Grafenegg. Die flammenden Live-Reden der neuen Präsidenten der Österreichischen Filmakademie, Verena Altenberger und Arash T. Riahi, konnte nur hören, wer vor Ort in Grafenegg war, denn der ORF-Livestream der 12. Preisverleihung des Österreichischen Filmpreises funktionierte erst ab der Hälfte der Gala - davor gab es bloß eingefrorene Bilder und ein paar Tonfetzen. Die Reichweite des heimischen Filmschaffens steigert man so nicht unbedingt, aber immerhin ist der Wille da und die Technik ausbaufähig.

In Grafenegg feierte die Filmbranche in diesem Jahr nicht nur acht Preise für Sebastian Meises "Große Freiheit" (die "Wiener Zeitung" berichtete), sondern auch die Auszeichnungen für Maria Hofstätter als beste Schauspielerin für "Fuchs im Bau" und den Dokumentarfilmpreis für "Aufzeichnungen aus der Unterwelt" von Tizza Covi und Rainer Frimmel. Jedoch blieb die Feierlaune etwas gedämpft. Die #MeToo-Debatte, die die Branche mit voller Wucht erreicht hat, führte zu zahlreichen Reden auf der Bühne, man möge die heimische Filmszene endlich toleranter, angstfrei und diverser machen; so mancher Branchengast bliebt dem Event gänzlich fern. Katharina Mückstein, die die aktuelle Debatte anstieß, postete auf Instagram im Vorfeld: "Ich komme nicht zur Gala, weil: Ich habe in den letzten Tagen so viele Geschichten über Männer aus unserer Arbeitswelt bekommen, ich möchte diesen Typen nicht begegnen. Ich wollte dort zum Thema #MeToo eine Rede halten, aber man wollte mir die Bühne nicht geben. Ich finde, man kann angesichts der Geschehnisse nicht zu ‚Business as usual‘ übergehen und ‚mit allen‘ einen netten Abend haben".

Die Stimmung ist geladen. Das wissen auch Altenberger und Riahi, die in ihren Reden gleich die Position der Österreichischen Filmakademie kundtaten: "Sexualisierter Machtmissbrauch ist ein Problem unserer Branche. Sexualisierter Machtmissbrauch ist ein Problem unserer Gesellschaft", stellte Riahi zum Auftakt klar.

Den Mut fassen, über Erlebtes zu sprechen

"Vor allem muss den Betroffenen zugehört und geglaubt werden", forderte Altenberger, die auch auf die Vertrauensstelle we_do hinwies, die sich um sexuellen Missbrauch, Machtmissbrauch und Diskriminierung beim Film kümmert. "Es wäre wichtig, dass Betroffene dieses Angebot annehmen. Aber viel wichtiger, als Betroffene in die Verantwortung zu nehmen, ist, dass wir als Branche eine Kultur schaffen, in der Betroffene ehrlich keine Konsequenzen zu fürchten haben, wenn sie den Mut fassen, über Erlebtes zu sprechen".

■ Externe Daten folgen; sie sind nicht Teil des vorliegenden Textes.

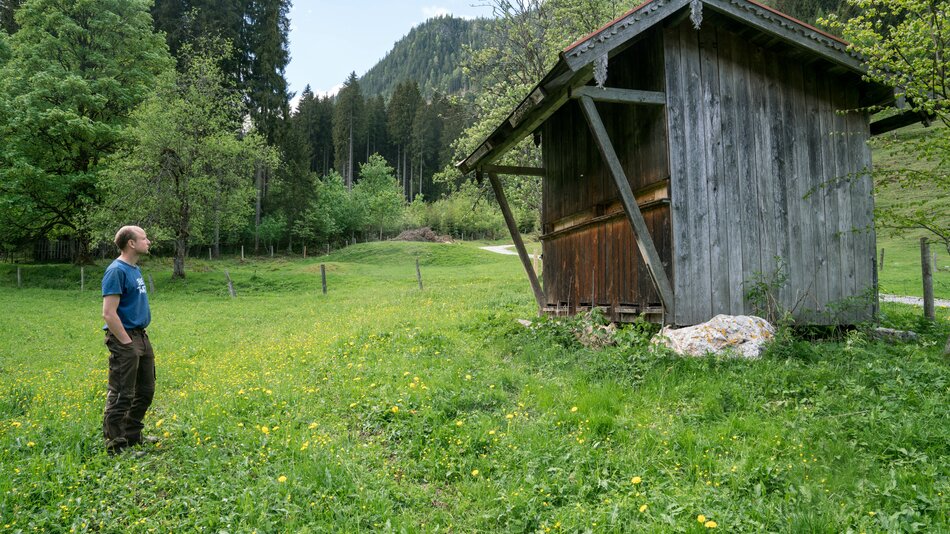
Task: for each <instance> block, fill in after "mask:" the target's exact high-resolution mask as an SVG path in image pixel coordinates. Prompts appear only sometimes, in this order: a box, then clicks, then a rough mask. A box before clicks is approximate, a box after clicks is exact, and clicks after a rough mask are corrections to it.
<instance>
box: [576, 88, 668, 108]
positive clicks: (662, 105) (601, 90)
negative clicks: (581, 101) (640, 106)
mask: <svg viewBox="0 0 950 534" xmlns="http://www.w3.org/2000/svg"><path fill="white" fill-rule="evenodd" d="M585 96H587V97H590V98H591V99H592V100H593V101H594V102H608V103H611V104H653V105H658V106H665V105H666V93H663V92H660V91H639V90H636V89H618V88H616V87H591V86H589V85H585V86H583V87H578V88H576V89H572V90H571V98H583V97H585Z"/></svg>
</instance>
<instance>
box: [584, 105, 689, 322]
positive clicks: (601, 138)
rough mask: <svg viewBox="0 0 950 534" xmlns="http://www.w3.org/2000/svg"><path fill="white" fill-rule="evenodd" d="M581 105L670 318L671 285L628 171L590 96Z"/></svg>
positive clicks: (672, 305) (659, 254)
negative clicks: (609, 135)
mask: <svg viewBox="0 0 950 534" xmlns="http://www.w3.org/2000/svg"><path fill="white" fill-rule="evenodd" d="M580 104H581V109H582V110H583V111H584V116H585V117H586V118H587V124H588V126H590V131H591V133H593V134H594V141H595V142H596V143H597V148H599V149H600V155H601V156H602V157H603V158H604V163H606V164H607V168H608V169H609V170H610V174H611V176H613V179H614V183H615V184H616V185H617V190H618V191H619V192H620V200H621V202H622V203H623V210H624V211H625V212H626V213H627V219H629V220H630V224H631V225H632V226H633V232H634V234H636V238H637V248H639V249H640V256H641V257H642V258H643V261H644V263H646V266H647V270H648V271H650V278H651V279H652V280H653V285H654V286H656V289H657V292H658V293H659V294H660V301H661V303H662V304H663V309H664V310H665V312H666V313H665V315H666V318H665V319H666V321H667V322H670V321H672V320H673V317H674V316H673V286H672V285H670V279H669V278H668V277H667V276H666V270H664V269H663V263H662V262H661V261H660V254H659V253H658V252H657V251H656V245H655V244H654V243H653V237H652V236H651V235H650V230H649V229H648V228H647V223H646V221H644V220H643V214H642V213H640V208H639V207H638V206H637V198H636V197H635V196H634V195H633V190H632V189H630V182H628V181H627V175H626V174H625V173H624V172H623V166H621V165H620V159H619V158H618V157H617V152H616V151H615V150H614V146H613V144H612V143H611V142H610V137H609V136H608V135H607V129H606V128H604V122H603V121H602V120H601V118H600V113H598V112H597V106H596V105H595V104H594V101H593V100H592V99H591V98H590V97H589V96H582V97H581V98H580Z"/></svg>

Für den emotionalsten Moment des Abends sorgte in diesem Zusammenhang die deutsche Schauspielerin Luna Jordan während ihrer Dankesrede für die Ehrung als beste Nebendarstellerin für ihren Part in "Fuchs im Bau": "Ich bin gerade einmal 20 Jahre alt, und ich bin vielfach Opfer sexuellen Missbrauchs an Filmsets und im Theater geworden." Es gelte, hier zusammenzustehen. "Lasst uns gemeinsam das Schweigen brechen", forderte Jordan die Anwesenden auf, wofür sie mit stehenden Ovationen bedacht wurde.

Michael Ostrowski, einer der Moderatoren des Abends, entließ die Branchengäste am Ende der Gala mit Vorschlägen zur Selbstbetäubung: "Geht‘s raus, schaut‘s dass ihr die Gratis-Spritzer abstaubt‘s, und vielleicht gibt’s am Klo ja eine Line". Für viele war das nicht zum Lachen.